Part of the new Women’s Health plan has also seen Health Education and Improvement Wales roll out a new training programme in Wales to help GPs to recognise the symptoms of endometriosis earlier. The Endometriosis in Primary Care programme has led to a 43% improvement in knowledge of the condition among the GPs who have taken part so far.

===Digital and AI Ethics in Health and Social Care===
In 2025, Murphy outlined ambitious plans to establish Wales as a trailblazer in the safe and ethical use of artificial intelligence. At the Digging Deeper Conference, the first conference of its kind in Wales, it brought together the public sector with industry leaders, practitioners, and experts in the field, in a bid to ensure the sector explored the safe, ethical, and responsible use of AI in health and social care whilst transforming public services and helping to drive economic growth.

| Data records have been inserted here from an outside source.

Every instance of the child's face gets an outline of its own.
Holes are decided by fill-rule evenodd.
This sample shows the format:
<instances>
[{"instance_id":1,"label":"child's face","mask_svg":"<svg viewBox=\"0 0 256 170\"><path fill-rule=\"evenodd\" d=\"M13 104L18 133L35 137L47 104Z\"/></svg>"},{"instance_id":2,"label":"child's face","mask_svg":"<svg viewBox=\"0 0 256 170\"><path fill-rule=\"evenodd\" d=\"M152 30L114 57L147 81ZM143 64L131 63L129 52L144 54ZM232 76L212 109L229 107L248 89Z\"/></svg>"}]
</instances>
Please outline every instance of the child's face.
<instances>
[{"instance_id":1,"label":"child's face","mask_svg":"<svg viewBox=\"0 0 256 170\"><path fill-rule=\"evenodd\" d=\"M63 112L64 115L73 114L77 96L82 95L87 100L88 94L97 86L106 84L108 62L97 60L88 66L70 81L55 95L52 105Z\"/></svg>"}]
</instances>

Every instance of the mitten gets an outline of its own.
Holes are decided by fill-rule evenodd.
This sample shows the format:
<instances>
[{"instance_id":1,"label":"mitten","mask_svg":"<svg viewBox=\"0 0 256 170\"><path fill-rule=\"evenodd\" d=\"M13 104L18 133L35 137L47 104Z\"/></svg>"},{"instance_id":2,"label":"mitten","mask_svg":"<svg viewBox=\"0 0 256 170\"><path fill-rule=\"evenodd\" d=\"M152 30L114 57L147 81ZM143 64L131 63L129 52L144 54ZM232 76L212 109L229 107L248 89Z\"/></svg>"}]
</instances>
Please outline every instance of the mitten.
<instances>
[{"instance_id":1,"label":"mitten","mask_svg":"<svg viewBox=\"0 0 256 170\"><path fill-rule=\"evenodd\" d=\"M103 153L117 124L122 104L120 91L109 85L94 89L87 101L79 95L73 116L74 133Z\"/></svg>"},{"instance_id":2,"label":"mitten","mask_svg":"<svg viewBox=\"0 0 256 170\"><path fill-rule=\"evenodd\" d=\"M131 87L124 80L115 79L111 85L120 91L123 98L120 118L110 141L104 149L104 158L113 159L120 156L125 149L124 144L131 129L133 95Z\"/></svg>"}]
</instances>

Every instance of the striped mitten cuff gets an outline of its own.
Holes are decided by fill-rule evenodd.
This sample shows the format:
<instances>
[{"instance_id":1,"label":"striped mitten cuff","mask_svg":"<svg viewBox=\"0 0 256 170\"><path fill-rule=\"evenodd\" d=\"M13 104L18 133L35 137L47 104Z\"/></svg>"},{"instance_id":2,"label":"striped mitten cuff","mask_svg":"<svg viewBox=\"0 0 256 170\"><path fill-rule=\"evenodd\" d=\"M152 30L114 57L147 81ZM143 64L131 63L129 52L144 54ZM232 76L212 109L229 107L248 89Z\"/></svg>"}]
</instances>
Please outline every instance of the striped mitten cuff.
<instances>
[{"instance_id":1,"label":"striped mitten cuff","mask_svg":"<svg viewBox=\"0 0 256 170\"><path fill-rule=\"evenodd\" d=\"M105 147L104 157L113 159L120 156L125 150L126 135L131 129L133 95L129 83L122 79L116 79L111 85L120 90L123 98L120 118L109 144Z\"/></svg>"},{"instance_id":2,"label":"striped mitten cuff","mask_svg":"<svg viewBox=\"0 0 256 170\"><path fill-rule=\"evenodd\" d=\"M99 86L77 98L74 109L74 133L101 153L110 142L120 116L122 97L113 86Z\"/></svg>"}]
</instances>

===Wales to become a Marmot Nation===
At the Canada-UK Council’s 'Fairer society, healthier lives' report launch in Cardiff the Minister for Mental Health and Wellbeing Sarah Murphy, highlighted Wales’ commitment to become a Marmot nation alongside Professor Sir Michael Marmot. This involves adopting public health expert Sir Michael Marmot’s eight principles, which aim to eliminate unfair and avoidable differences in health which can be caused by where people live, what kind of job they do and how they are treated in society. Murphy said, “Becoming a Marmot nation is about acknowledging that health inequalities are mostly shaped by the social determinants of health – the conditions in which people are born, grow, live, work and age. In Torfaen, we can see positive change at community level due to organisations working together innovatively. By adopting these eight Marmot principles nationally, we will be taking action across government to support better health and wellbeing for all.”

== Personal life ==
Murphy lives in Bridgend.

Murphy is currently a member of 5 trade unions, Unite the Union, Unison, GMB, CWU and USDAW. In 2023, Murphy took part in a Hiraeth live event titled 'Trade Unions and Welsh Society' alongside General Secretary of the Wales TUC, Shavanah Taj and General Secretary of the RMT, Mick Lynch.

Murphy is also the Vice President of the Porthcawl Male Voice Choir. and a member of the Bridgend Rotary Club.